I was looking for redemption this morning.
…Redemption from that disastrous 20-miler last week.
…Redemption from the mind games that I let control me while on that run.
…Redemption from the doubt that started to creep in…the “why the hell am I doing this??” kind of self-doubt.
This morning I got that redemption…and then some. We literally demolished our 22 miler this morning. Killed it.
(once again, looks here are very deceiving, I was in so much pain — it took all of my strength to amble on over to Scott, sit in his lap and position the camera correctly. If you look really close, you can see the pain amid my furrowed brows lol)
Everything just felt right today. The air was the coolest it’s been in weeks…not a lick of humidity in the air whatsoever. It was dark to start…which I just love, it puts me in this zen-like state, so peaceful and calming. We were nicely fueled thanks to our usual pizza night shenanigans the night prior. But most of all — we were ready. Ready for redemption. Ready to prove to ourselves that we’re right where we need to be with just weeks to go before Chicago.
Two phrases whirred around in my head this morning and I truly believe it’s what helped me stay ‘in’ it without letting my thoughts control me in that mental mind game sort of way.
The first came from a friend, Meaghan, who I adore and totally admire (she’s training for an ULTRA, I mean really, that’s just amazing). She lives and breathes running — it’s what fuels her, it’s her passion, it’s her first love (aside from her daughter maybe, hehe). Her words:
“Let the run come to you.”
I took her words to heart. I internalized them. I held onto them for dear life today. I let the miles come as they may, I didn’t force them, I didn’t overthink them. I simply ran. Letting the run come to me instead of the other way around.

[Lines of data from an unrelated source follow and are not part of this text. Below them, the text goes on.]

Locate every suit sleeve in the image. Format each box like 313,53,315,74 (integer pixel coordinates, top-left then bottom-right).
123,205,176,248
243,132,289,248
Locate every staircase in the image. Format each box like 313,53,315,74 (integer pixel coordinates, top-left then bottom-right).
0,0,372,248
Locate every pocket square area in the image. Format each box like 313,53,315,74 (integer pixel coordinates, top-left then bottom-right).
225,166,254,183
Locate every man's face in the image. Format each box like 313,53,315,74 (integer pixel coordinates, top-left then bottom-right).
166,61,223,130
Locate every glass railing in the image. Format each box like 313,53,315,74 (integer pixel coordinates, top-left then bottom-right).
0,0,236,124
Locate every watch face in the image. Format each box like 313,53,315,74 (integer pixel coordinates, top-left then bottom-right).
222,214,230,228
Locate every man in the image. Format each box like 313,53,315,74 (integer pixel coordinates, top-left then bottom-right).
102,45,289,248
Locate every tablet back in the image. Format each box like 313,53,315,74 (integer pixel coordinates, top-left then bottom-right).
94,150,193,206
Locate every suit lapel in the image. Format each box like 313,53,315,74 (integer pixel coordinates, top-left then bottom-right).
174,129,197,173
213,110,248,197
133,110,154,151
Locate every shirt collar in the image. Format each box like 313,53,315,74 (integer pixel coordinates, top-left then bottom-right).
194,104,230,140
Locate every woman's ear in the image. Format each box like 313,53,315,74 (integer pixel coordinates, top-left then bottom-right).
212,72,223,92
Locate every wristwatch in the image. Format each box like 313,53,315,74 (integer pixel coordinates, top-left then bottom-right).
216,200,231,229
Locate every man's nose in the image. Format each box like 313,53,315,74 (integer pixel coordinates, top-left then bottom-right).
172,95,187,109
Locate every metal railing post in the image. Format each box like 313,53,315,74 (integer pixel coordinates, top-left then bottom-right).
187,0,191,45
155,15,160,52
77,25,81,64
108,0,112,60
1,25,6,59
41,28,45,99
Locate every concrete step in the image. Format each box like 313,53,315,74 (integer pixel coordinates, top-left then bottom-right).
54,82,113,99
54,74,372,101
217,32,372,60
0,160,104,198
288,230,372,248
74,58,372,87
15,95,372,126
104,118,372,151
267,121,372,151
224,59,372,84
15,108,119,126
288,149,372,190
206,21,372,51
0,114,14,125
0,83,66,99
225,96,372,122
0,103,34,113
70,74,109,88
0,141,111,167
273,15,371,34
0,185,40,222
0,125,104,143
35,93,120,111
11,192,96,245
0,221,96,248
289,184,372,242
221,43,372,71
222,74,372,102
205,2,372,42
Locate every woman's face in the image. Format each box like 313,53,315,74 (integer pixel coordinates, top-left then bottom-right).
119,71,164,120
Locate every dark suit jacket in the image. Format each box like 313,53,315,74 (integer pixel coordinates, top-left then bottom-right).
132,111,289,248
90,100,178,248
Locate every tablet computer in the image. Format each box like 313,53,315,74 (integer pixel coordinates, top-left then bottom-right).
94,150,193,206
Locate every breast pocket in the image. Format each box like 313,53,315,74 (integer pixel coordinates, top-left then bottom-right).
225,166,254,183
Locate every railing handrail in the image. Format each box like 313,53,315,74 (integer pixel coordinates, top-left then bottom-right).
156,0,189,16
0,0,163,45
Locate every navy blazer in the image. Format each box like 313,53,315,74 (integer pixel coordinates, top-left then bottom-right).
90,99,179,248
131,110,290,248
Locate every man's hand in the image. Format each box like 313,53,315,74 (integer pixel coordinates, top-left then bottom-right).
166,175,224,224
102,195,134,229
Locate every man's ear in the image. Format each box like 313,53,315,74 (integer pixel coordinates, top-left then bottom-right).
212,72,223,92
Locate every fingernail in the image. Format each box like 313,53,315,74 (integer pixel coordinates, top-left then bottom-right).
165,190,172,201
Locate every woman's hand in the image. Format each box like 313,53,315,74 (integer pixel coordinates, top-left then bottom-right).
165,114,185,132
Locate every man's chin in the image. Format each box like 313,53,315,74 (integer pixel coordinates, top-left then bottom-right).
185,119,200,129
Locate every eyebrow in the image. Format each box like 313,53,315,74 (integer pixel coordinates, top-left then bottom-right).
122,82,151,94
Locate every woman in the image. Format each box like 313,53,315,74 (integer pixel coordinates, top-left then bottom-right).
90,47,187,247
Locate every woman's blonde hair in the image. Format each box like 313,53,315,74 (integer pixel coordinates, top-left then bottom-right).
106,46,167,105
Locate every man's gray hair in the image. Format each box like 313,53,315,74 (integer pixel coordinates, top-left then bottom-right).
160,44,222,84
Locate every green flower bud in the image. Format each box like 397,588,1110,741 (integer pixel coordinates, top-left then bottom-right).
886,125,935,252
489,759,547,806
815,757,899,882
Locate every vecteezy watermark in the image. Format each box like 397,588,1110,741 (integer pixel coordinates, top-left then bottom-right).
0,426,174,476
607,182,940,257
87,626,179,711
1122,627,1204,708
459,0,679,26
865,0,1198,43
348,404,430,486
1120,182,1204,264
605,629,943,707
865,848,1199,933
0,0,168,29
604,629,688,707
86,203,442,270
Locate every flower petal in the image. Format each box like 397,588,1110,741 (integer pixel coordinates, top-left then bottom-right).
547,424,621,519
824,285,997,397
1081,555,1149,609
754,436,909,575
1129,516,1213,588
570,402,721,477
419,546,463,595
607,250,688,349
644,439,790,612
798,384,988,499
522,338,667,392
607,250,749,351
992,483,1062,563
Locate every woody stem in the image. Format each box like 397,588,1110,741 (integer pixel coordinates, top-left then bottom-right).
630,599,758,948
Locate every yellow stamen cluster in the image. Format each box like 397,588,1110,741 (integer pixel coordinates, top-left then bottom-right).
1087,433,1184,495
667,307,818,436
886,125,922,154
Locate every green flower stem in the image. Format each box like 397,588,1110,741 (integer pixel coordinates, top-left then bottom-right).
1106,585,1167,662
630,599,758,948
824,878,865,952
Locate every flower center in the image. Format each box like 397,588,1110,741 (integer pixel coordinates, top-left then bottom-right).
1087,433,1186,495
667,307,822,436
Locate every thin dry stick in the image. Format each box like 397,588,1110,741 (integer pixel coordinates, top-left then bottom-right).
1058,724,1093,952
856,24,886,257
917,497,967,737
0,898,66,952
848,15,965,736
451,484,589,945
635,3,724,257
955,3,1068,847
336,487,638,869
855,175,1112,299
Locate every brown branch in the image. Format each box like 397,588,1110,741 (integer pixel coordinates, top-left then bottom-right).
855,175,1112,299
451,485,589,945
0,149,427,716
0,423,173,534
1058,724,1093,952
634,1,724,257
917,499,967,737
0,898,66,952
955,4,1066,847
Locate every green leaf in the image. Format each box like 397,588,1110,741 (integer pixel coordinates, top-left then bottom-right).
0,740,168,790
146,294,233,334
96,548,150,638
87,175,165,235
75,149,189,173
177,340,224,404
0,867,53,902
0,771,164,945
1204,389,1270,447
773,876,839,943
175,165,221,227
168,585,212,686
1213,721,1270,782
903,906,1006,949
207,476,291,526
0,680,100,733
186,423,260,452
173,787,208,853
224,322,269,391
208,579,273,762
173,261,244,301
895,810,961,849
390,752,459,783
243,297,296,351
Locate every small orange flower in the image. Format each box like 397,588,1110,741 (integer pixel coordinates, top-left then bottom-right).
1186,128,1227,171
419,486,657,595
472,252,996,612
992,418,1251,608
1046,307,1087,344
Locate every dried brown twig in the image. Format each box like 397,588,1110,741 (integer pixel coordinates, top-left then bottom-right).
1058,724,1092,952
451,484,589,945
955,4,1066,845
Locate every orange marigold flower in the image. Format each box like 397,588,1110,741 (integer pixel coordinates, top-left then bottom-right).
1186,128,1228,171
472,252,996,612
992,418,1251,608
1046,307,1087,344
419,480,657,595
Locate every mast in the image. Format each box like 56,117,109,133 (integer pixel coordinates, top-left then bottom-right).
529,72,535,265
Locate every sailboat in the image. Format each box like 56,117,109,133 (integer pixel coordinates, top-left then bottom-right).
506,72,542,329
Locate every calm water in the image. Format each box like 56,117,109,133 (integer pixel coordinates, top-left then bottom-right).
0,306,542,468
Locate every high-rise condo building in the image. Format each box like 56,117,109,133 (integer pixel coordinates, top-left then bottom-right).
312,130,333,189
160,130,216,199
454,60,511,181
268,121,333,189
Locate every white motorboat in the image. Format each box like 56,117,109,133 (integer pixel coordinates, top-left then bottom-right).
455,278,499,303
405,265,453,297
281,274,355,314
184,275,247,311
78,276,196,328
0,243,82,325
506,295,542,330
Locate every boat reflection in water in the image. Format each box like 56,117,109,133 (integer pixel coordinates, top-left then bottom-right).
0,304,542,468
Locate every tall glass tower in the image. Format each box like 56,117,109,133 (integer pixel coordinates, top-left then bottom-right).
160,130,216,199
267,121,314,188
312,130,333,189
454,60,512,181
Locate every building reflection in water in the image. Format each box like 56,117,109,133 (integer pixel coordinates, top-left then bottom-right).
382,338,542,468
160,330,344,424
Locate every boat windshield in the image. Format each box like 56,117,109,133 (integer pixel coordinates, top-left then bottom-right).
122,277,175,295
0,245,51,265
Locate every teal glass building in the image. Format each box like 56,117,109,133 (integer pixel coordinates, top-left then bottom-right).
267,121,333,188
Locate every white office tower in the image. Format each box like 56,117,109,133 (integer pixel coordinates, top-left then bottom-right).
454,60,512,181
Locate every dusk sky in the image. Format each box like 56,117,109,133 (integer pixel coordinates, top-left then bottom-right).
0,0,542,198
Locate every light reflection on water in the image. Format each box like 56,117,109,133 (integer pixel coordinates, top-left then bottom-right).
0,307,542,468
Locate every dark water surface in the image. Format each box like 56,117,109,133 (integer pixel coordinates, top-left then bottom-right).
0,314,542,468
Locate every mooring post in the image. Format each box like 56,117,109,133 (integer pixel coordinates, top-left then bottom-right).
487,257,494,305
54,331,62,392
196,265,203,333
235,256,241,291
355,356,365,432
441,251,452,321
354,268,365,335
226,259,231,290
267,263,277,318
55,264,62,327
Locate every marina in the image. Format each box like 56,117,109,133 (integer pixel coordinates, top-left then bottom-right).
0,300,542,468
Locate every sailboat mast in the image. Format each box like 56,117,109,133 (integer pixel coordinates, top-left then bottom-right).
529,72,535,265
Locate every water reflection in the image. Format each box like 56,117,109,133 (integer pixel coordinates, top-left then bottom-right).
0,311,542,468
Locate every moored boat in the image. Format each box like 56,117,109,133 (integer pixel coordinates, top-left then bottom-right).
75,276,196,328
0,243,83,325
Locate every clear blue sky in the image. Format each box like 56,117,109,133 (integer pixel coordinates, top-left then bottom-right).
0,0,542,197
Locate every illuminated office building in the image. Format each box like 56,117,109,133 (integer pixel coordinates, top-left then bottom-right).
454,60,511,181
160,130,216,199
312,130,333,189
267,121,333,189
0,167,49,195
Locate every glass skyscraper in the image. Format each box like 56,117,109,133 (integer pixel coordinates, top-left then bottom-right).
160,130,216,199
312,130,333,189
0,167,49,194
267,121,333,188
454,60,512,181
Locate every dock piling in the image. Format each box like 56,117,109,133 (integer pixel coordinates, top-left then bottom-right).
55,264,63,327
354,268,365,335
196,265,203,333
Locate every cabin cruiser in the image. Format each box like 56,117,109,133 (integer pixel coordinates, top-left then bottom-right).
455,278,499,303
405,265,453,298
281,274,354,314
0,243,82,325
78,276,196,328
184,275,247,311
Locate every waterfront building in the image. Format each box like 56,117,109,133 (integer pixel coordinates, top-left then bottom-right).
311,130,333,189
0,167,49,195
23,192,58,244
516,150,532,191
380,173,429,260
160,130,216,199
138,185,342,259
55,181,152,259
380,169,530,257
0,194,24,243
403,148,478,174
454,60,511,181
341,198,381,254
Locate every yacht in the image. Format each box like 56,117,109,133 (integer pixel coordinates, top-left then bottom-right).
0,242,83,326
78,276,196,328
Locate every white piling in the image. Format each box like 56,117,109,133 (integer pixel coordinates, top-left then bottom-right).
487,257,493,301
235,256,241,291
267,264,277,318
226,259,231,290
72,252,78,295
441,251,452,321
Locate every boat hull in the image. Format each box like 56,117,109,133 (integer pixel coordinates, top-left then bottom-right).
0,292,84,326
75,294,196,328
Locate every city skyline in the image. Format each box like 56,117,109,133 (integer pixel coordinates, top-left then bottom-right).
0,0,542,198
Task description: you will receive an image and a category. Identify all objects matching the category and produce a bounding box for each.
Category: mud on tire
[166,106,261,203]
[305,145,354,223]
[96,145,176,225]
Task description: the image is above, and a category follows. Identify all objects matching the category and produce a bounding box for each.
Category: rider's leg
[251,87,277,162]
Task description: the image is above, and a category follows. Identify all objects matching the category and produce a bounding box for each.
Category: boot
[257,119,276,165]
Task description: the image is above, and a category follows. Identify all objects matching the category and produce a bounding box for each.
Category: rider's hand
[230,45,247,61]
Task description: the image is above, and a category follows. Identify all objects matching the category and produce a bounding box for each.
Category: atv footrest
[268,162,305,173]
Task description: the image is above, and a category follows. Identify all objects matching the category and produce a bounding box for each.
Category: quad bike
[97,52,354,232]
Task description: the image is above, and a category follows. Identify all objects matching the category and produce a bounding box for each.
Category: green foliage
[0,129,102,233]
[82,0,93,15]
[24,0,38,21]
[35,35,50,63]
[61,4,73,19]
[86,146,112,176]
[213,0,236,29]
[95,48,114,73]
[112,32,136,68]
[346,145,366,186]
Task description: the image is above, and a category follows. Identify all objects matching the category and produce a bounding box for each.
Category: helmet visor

The second phrase that drove me onward today? They came from my sis who gave me the sweetest, most thoughtful, most perfectly-written card. (side note: a card out of the blue, or a hand-written note for that matter — totally lost art form if you ask me, it sends such a signal of thoughtfulness and love that you don’t get from a text message or an email…). The words from that card…scripture actually:
“I have great confidence in you.” – 2 Corinthians 7:4
Simple, beautiful words. Comforting. I literally chanted that phrase over and over in my head anytime my brain started to veer towards mental mind game territory. I also thought a lot about my sisters on this run…both of them. And how much I love them and admire them and don’t tell them nearly enough.
I’m keeping today’s post short today — as I still don’t think I’ve quite let the 22 miles sink in yet. That we did this…together, yet again. We powered through even when everything started to hurt and all I wanted to do was stop. Scott was my sherpa today — cheering me on, telling me to stay right by his hip and he’d carry me home, and it got me through those painful last few miles. I had to stop myself a few times from breaking down in tears the closer we got to home — I was just so in awe of us in those final moments, so proud, so amazed. In fact, I did cry as we hit the home stretch. Scott took off ahead of me and was waiting for me at the finish, cheering me on with that huge smile of his. And I just lost it. Just for a minute. Just a few tears and sobs escaped. It was my way of ‘letting the run come to me’ – through tears of joy, pride, and yes, utter exhaustion.
We did this. Yet again. And we’ll do this *again* on October 7 in Chicago.
…and yes, there will be tears then too. You’ve been warned.